Labordeta es un Señor, sí, y no se muerde la lengua ante las injusticias. Lleva toda su vida creyendo en la libertad y la democracia, haciendo lo que ha estado en sus manos por darnos eso y más. Me gusta su rudeza aragonesa de hombre de campo, porque es auténtico y transparente. Necesitamos hombres y mujeres como él, que no se achanten ante el grande, que aunque sea grande sólo lo es por una política de voto injusta. Me encanta su ¡a la mierda! porque lo dijo por mí y por los que cómo yo, pensábamos que ya está bien de arrinconar a una persona, a un partido minoritario pero íntegro y honrado con un fuerte compromiso social frente a la hueste del asentamiento en el escaño y la figuración (morenos y como un pincel, eso sí).

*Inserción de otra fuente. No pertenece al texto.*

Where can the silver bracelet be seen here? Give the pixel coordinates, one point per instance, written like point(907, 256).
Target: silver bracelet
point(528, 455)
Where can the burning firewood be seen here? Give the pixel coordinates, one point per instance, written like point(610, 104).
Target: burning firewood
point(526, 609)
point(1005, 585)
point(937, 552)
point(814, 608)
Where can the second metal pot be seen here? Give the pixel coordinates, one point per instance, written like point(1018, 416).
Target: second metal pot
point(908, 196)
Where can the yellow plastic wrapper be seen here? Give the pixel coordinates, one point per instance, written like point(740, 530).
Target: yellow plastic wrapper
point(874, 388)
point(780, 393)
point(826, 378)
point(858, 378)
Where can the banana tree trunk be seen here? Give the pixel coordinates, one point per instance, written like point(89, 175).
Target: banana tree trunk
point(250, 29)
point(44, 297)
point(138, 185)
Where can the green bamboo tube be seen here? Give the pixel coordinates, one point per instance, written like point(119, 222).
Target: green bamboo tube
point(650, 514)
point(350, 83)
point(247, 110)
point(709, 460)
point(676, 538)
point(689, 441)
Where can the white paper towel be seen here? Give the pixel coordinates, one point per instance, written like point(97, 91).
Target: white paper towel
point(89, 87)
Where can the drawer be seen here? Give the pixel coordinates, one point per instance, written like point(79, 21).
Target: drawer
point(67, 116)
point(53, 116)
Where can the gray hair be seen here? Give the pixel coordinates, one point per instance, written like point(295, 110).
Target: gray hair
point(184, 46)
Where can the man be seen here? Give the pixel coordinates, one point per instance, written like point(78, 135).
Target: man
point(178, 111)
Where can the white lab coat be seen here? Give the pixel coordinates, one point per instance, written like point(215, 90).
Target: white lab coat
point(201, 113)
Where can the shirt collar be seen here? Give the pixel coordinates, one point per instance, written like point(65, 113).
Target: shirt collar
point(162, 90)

Hay pasajes que me han emocionado mucho y para todas las manifestaciones a las que asisto me gustaría un hombre cuentapersonas como Dámaso, su conductor profesional, así no habría tanto baile de números entre la local y los organizadores.
Sólo me queda decir que admiro a Labordeta profundamente, que me parece un tío cojonudo imprescindible.
LARGA Y BUENA VIDA AL LABORDETA…se lo ha currao usted hombre.